Self-supervised pretraining has been extensively studied in language and vision domains, where a unified model can be easily adapted to various downstream tasks by pretraining representations without explicit labels. When it comes to sequential decision-making tasks, however, it is difficult to properly design such a pretraining approach that can cope with both high-dimensional perceptual information and the complexity of sequential control over long interaction horizons. The challenge becomes combinatorially more complex if we want to pretrain representations amenable to a large variety of tasks. To tackle this problem, in this work, we formulate a general pretraining-finetuning pipeline for sequential decision making, under which we propose a generic pretraining framework \textit{Self-supervised Multi-task pretrAining with contRol Transformer (SMART)}. By systematically investigating pretraining regimes, we carefully design a Control Transformer (CT) coupled with a novel control-centric pretraining objective in a self-supervised manner. SMART encourages the representation to capture the common essential information relevant to short-term control and long-term control, which is transferrable across tasks.

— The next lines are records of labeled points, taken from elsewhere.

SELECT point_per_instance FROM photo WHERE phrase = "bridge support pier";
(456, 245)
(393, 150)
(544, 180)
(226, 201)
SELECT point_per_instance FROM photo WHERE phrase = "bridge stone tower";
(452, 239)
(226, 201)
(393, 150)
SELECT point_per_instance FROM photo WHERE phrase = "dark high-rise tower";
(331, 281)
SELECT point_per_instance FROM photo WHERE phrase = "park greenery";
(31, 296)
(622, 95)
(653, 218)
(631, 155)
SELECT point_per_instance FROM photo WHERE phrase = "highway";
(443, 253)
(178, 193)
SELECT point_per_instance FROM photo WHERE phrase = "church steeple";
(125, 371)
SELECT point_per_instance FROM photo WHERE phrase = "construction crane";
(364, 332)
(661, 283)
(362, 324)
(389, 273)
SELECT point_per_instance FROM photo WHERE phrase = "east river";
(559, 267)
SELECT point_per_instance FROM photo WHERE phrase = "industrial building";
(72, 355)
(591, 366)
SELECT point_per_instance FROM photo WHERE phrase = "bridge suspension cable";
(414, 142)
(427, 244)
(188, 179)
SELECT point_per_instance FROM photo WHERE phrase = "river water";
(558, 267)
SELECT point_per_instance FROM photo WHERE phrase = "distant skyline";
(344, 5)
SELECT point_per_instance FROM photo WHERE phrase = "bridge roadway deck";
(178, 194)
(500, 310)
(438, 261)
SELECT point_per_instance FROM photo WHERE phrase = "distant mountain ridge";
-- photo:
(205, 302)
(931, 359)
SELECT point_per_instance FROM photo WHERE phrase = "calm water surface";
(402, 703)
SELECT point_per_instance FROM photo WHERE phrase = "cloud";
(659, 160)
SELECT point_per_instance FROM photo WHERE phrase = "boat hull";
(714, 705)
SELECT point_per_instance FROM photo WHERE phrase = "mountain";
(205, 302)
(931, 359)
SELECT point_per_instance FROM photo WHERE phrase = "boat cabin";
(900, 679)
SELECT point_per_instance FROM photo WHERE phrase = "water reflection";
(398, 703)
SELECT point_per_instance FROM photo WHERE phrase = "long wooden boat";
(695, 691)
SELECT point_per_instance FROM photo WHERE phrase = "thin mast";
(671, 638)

We show by extensive experiments in DeepMind Control Suite that SMART significantly improves the learning efficiency among seen and unseen downstream tasks and domains under different learning scenarios including Imitation Learning (IL) and Reinforcement Learning (RL). Benefiting from the proposed control-centric objective, SMART is resilient to distribution shift between pretraining and finetuning, and even works well with low-quality pretraining datasets that are randomly collected.